La Chapelle Saint-Louis de la Salpêtrière. Hôpital Pitié-Salpêtrière, AP-HP. Photo Lympia Architecture

By returning contemporary art programming to the landmark, OFFSCREEN is doing more than staging an exhibition—it is reactivating a significant chapter of Parisian cultural history.

That commitment to site-specific presentation has become one of the fair's defining characteristics. Previous editions transformed the Brutalist Grand Garage Haussmann and the historic Hôtel Salomon de Rothschild into temporary environments where architecture functioned as an active participant rather than a neutral backdrop. In an era when many fairs compete through scale and spectacle, OFFSCREEN's emphasis on context feels increasingly relevant.

The result is an exhibition model that reflects broader shifts occurring across the contemporary art ecosystem. Collectors are demonstrating greater interest in experiential works, institutions continue to expand their engagement with time-based media, and artists are increasingly working across formats that resist traditional classification.

Within that landscape, OFFSCREEN occupies a unique position. It operates simultaneously as a commercial platform, a curatorial experiment, and a gathering point for conversations surrounding the future of image-based art.

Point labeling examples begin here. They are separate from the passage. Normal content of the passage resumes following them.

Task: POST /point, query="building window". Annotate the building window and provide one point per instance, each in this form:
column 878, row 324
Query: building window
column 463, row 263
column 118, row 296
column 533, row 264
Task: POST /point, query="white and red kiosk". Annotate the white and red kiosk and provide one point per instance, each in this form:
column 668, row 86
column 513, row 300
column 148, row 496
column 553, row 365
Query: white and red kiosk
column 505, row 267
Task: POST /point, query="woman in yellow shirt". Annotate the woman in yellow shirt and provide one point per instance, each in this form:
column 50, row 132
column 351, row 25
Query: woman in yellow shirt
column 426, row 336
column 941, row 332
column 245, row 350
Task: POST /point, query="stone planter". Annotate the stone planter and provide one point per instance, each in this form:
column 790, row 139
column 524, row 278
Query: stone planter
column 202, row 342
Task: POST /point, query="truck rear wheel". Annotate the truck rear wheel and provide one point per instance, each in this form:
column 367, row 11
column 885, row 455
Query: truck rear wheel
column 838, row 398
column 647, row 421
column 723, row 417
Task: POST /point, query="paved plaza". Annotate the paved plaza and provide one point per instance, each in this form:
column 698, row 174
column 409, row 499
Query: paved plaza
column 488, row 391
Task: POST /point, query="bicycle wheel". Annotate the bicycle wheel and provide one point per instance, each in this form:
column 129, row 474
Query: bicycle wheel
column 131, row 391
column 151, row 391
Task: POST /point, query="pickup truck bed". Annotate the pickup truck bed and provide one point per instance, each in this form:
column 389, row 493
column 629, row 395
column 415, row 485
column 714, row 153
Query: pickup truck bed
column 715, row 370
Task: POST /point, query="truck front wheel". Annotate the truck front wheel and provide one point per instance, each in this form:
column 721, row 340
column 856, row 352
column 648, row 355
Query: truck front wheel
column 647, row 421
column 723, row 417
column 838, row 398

As Paris prepares to welcome another influx of collectors, curators, artists, and cultural leaders this October, OFFSCREEN's fifth edition arrives not simply as an exhibition, but as a reflection of how contemporary art continues to redefine the relationship between images, architecture, and lived experience.

And by placing Ana Mendieta's groundbreaking practice at its center, the event offers a timely reminder that some of the most forward-looking conversations in art are often rooted in artists whose visions continue to resonate across generations.